In her appeal, Holmes argues and that restitution should have been based on the value of Theranos’ shares after the fraud was discovered rather than based on shareholders’ total investments. But the appellate judges sided with the lower court, which concluded the defrauded investors could not liquidate their shares after Holmes’ and Balwani’s ruse was discovered.
“…we find that any error by the district court was harmless because the district court’s factual findings compel the conclusion that the victims’ actual losses were equal to the total amount of their investments.

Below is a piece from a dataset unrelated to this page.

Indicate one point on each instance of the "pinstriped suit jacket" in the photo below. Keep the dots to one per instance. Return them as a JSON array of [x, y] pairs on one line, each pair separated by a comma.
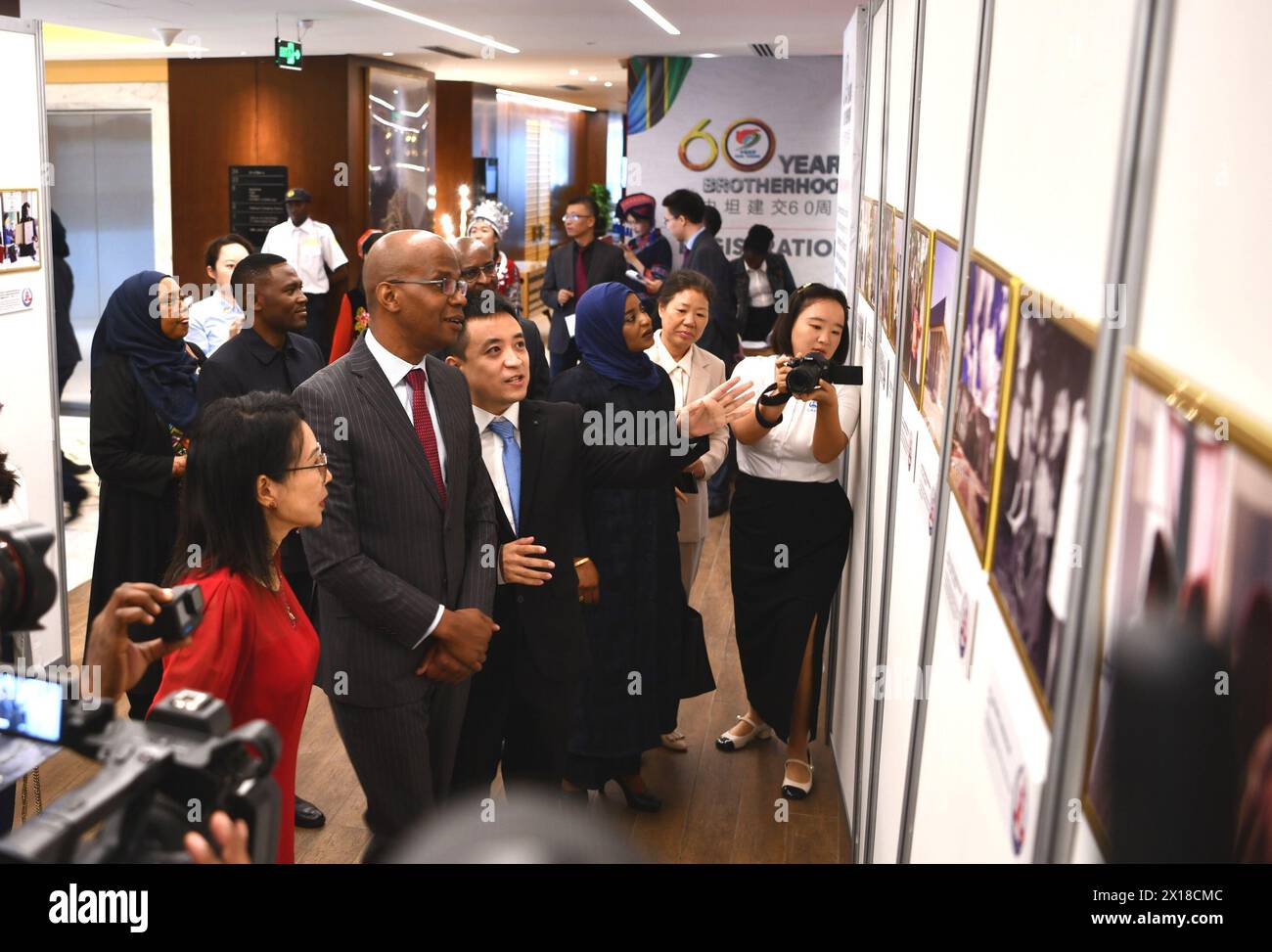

Most importantly, the USA V. HOLMES 53 court found that the victims were ‘[un]able to liquidate their shares’ after the fraud came to light,” Nguyen stated in her opinion. “In other words, for restitution purposes, the victims were never able to recover any amount of residual value that the stock may have retained. One investor who testified at both trials explained he had no opportunity to sell his stock ‘once the cascade of negative publicity was unleashed’ and that ‘there was never a legitimate opportunity from the company or from a third party to buy my stock.’ The evidence Holmes and Balwani cite—which suggests, at best, there was some opportunity to sell shares to some parties at some unidentified time—is not enough to render the district court’s finding clearly erroneous.”